La enseñanza neotestamentaria sobre el nacimiento virginal, la resurrección y la ascensión, manifiestan la novedad de lo que Dios hizo en Cristo. Nace de una mujer de la genealogía de Abraham y David, pero de una virgen; otros han sido levantados de los muertos, pero sólo para volver a morir; él “vive siempre”, y ha ascendido para estar a la diestra del poder. Más todavía, resulta cierto de la resurrección, y de ningún otro milagro individual, el que en ella hace descansar el NT toda la estructura de la fe (cf. 1 Co. 15.17). Este acontecimiento fue único, en cuanto significó el triunfo definitivo sobre el pecado y la muerte.

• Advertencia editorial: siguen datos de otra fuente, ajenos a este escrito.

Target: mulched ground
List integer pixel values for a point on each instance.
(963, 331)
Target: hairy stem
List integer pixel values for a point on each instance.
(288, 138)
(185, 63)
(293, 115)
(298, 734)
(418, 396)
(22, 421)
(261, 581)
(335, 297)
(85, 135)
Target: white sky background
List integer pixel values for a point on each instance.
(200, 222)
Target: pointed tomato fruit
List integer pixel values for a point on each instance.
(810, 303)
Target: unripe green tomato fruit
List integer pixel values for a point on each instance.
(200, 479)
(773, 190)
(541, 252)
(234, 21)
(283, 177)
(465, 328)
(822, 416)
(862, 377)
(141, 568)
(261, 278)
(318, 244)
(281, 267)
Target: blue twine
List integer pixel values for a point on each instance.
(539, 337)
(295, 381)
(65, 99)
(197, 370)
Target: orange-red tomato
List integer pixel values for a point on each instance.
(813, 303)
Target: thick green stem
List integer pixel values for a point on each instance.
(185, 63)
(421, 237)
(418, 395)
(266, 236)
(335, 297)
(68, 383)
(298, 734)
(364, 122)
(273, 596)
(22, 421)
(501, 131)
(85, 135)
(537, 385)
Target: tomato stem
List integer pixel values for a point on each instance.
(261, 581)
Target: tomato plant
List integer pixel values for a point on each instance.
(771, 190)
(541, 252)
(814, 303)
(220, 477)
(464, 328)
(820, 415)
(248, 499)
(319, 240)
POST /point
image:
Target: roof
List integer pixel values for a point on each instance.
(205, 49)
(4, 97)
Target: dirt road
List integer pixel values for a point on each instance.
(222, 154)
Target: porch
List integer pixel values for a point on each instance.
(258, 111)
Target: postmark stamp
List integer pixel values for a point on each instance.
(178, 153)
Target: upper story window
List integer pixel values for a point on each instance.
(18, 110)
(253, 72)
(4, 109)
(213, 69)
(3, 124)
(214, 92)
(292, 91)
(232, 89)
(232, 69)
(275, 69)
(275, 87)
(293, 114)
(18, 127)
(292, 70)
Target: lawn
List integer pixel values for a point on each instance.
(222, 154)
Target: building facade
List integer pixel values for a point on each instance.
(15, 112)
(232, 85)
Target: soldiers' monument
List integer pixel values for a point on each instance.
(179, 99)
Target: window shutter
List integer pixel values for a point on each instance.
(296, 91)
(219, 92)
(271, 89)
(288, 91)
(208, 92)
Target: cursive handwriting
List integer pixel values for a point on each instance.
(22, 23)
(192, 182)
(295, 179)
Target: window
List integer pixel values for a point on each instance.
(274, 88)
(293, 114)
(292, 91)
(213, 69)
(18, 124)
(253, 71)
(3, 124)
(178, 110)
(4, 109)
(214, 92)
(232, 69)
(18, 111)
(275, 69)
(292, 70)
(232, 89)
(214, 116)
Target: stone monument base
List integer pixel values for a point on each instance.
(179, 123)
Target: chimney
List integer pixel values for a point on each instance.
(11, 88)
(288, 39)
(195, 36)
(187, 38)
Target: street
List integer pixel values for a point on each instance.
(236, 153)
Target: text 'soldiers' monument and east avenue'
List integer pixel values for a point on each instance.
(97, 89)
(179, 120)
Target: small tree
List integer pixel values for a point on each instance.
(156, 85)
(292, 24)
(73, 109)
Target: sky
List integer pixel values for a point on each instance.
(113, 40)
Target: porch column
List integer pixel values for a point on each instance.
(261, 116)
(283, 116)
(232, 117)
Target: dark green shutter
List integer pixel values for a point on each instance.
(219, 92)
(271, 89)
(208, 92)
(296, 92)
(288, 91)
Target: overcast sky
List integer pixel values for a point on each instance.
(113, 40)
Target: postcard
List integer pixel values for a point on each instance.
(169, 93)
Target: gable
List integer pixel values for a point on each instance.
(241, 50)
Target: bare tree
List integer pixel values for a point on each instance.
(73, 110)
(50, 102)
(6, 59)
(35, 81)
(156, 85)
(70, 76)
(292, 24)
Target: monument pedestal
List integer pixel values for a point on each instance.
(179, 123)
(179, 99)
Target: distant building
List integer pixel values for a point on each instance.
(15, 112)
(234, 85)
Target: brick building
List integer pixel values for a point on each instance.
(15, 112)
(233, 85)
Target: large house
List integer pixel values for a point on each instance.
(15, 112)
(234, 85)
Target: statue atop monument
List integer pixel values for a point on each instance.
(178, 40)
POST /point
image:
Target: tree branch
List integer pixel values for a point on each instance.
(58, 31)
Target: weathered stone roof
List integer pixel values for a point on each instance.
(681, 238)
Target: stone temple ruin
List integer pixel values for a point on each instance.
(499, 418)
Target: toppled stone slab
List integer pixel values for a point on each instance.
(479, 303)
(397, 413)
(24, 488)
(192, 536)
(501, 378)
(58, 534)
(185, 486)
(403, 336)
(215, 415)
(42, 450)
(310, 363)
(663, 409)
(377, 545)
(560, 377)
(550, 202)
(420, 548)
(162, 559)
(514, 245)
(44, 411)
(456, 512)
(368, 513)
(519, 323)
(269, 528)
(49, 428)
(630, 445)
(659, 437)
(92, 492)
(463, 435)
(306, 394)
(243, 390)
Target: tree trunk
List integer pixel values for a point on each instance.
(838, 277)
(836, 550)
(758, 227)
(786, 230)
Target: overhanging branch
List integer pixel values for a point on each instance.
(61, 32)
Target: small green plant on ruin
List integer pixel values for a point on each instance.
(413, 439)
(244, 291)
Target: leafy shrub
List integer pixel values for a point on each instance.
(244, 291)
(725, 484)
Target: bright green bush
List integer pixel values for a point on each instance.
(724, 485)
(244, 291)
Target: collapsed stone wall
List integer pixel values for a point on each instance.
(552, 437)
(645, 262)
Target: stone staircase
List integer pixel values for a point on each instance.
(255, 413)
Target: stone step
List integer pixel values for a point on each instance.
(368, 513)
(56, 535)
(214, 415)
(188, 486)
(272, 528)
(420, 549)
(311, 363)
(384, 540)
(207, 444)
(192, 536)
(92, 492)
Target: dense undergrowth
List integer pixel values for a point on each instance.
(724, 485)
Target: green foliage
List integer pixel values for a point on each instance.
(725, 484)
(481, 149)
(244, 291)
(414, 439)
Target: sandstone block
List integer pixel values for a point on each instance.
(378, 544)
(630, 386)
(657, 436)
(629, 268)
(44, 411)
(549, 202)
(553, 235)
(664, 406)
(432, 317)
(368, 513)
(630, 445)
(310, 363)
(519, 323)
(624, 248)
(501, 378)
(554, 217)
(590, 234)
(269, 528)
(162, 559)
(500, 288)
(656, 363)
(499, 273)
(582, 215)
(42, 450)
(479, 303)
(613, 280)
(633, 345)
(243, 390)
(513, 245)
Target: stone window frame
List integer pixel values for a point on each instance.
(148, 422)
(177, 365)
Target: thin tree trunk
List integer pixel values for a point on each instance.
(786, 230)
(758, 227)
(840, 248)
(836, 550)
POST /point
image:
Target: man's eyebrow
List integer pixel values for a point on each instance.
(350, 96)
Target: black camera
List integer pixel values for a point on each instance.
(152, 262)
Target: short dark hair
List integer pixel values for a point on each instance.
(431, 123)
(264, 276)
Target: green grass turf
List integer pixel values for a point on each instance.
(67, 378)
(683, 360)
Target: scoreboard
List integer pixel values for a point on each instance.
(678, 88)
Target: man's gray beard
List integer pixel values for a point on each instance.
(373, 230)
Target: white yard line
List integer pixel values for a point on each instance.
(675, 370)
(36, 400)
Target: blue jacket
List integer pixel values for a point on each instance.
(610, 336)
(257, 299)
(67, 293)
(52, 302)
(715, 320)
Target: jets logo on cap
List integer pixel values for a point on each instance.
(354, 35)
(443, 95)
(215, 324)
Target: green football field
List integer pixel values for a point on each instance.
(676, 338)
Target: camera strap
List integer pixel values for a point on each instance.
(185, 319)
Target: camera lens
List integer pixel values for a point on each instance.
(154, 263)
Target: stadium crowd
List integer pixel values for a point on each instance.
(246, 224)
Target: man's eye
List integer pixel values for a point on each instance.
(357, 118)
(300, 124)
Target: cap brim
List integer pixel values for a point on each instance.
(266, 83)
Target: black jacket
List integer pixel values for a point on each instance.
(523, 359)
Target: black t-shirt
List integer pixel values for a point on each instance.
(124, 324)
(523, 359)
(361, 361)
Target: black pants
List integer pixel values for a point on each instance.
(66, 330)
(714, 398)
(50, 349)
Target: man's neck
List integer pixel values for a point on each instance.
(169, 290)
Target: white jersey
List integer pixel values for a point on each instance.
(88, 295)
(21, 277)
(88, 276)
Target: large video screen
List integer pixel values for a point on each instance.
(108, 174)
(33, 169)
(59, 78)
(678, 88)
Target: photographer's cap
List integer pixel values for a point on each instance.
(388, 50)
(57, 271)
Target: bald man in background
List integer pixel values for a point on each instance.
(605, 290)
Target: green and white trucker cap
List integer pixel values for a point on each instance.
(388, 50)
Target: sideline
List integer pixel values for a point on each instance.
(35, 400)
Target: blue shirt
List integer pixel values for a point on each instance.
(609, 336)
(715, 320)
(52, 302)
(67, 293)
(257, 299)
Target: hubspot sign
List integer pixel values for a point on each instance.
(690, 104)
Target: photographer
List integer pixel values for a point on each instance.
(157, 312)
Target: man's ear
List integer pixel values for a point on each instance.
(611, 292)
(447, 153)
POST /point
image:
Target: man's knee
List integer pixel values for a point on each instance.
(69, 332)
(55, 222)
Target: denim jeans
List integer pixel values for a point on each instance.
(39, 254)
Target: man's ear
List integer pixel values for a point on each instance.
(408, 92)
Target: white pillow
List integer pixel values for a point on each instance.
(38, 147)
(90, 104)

Los milagros de los apóstoles y los otros líderes de la iglesia neotestamentaria surgen de la solidaridad de Cristo con su pueblo. Son obras realizadas en su nombre, como continuación de todo lo que Jesús comenzó a hacer y enseñar, en el poder del Espíritu que él envió del Padre. Hay una relación íntima entre estos milagros y la obra de los apóstoles, en cuanto testimonio a la persona y la obra de su Señor; constituyen parte de la proclamación del reino de Dios; no son un fin en sí mismos.
El debate continúa en torno a la cuestión de si esta función del milagro está necesariamente limitada a la era apostólica. Pero por lo menos podemos decir que los milagros neotestamentarios son diferentes de cualquier milagro posterior en virtud de su conexión inmediata con la plena manifestación del Hijo encarnado de Dios, con una revelación que entonces se dio a conocer en plenitud. Por consiguiente, no ofrecen en sí mismos apoyo para suponer que los milagros deben acompañar la subsiguiente diseminación de la revelación de la que eran parte integrante.
Bibliografía
A. Richardson, Las narraciones evangélicas sobre milagros, 1974; X. Léon-Dufour, Los milagros de Jesús según el Nuevo Testamento, 1979; A. Mora, Los milagros del Nuevo Testamento, s/f; J. Jeremías, Las parábolas de Jesús, 1970, pp. 274–276; id., Teología del Nuevo Testamento, 1977, pp. 107–115; K. H. Schelkle, Teología del Nuevo Testamento, 1977, t(t). II, pg. 114–141; W. Mundle, O. Hofius, “Milagro, °DTNT, t(t). III, pp. 85–94.
Es imposible enumerar aquí aun una selección representativa de la muy extensa literatura sobre los diversos aspectos del tema de los milagros. Los siguientes trabajos representan puntos de vista discutidos arriba, y además proveen referencias para estudio adicional: D. S. Cairns, The Faith that Rebels, 1927; A. Richardson, The Miracle Stories of the Gospels, 1941; C. S. Lewis, Miracles, A Preliminary Study, 1947; E. y M.-L. Keller, Miracles in Dispute, 1969; C. F. D. Moule (eds.), Miracles: Cambridge Studies in their Philosophy and History, 1965.